Composer auth credentials in the global composer auth
Being logged in as the deployer
user, edit the auth.json
composer file:
vi ~/.config/composer/auth.json
Example auth.json
, replace contents with your credentials and providers' urls:
{
"http-basic": {
"repo.magento.com": {
"username": "***",
"password": "***"
},
"composer.lucidmodules.com": {
"username": "***",
"password": "***"
}
}
}
Run the first deployment with Capistrano
We have defined two deployment stages: staging and production. Capistrano uses them to distinguish target machines.
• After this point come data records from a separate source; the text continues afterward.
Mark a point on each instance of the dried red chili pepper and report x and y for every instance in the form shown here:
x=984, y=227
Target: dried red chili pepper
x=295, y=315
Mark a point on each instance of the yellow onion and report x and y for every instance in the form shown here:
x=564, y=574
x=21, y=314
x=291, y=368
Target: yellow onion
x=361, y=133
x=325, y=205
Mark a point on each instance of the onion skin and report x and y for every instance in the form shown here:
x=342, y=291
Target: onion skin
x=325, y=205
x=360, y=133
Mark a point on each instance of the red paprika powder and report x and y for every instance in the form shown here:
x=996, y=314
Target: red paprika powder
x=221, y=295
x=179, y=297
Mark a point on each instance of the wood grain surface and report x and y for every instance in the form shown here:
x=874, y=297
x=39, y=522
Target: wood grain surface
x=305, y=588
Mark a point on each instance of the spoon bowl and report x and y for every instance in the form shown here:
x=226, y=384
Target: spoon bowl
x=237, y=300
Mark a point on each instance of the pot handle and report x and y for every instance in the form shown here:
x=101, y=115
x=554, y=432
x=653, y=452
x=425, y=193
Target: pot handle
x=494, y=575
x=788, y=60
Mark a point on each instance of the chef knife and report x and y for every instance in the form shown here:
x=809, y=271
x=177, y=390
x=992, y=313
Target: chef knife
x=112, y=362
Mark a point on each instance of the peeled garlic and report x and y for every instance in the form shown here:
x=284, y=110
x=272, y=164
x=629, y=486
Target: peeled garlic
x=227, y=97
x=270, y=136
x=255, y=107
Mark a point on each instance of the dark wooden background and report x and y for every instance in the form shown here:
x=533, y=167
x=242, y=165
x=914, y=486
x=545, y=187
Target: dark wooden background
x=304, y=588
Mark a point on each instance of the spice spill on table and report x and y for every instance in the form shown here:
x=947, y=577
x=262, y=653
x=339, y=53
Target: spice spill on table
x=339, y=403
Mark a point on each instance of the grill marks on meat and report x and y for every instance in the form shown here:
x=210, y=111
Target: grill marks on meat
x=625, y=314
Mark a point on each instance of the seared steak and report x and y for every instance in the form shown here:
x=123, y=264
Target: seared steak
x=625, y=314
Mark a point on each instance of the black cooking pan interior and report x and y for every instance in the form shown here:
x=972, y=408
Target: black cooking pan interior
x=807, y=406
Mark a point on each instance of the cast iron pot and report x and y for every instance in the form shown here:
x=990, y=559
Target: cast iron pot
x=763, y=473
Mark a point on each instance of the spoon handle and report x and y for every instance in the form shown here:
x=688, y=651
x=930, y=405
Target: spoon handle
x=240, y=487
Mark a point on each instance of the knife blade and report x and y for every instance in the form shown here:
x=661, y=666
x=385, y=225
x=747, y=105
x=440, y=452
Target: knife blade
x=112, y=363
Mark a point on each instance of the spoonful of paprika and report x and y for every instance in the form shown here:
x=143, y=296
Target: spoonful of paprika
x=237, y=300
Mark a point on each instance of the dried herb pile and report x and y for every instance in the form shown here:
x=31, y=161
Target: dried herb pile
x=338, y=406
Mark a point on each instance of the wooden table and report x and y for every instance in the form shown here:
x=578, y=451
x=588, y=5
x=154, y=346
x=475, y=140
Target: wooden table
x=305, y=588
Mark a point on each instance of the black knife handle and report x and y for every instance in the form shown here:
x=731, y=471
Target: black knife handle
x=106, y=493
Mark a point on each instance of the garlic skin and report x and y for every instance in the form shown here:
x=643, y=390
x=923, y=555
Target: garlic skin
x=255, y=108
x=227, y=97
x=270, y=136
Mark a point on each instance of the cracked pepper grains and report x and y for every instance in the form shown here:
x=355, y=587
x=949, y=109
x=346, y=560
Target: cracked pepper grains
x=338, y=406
Execute cap [stage] deploy
to run deployment process for desired server(s).
Deploy staging:
cap staging deploy
Deploy production:
cap production deploy
SSH error on MacOS
On MacOS you might encounter an error:
Required dependencies for ed25519
ed25519 (>= 1.2, < 2.0)
bcrypt_pbkdf (>= 1.0, < 2.0) [not supported on java platform]
In that case, run ssh-add
and try again.
Fix the Magento 2 cron path
Magento 2 ships with the CLI command to install the cron runner: bin/magento cron:install --force
. However, there are two problems:
- it is using the
releaseTIMESTAMP
path instead of the symlinkedcurrent
path - it does not respect the maintenance mode
Fortunately the fix is simple: test for the existence of .maintenance.flag
and manually point to the current
directory with Magento installation:
* * * * * test ! -e /home/deployer/magento2/shared/var/.maintenance.flag && /usr/bin/php8.1 /home/deployer/magento2/current/bin/magento cron:run 2>&1 | grep -v "Ran jobs by schedule" >> /home/deployer/magento2/shared/var/log/magento.cron.log
Bonus section
Here are optional steps which you might take depending on the Magento 2 setup.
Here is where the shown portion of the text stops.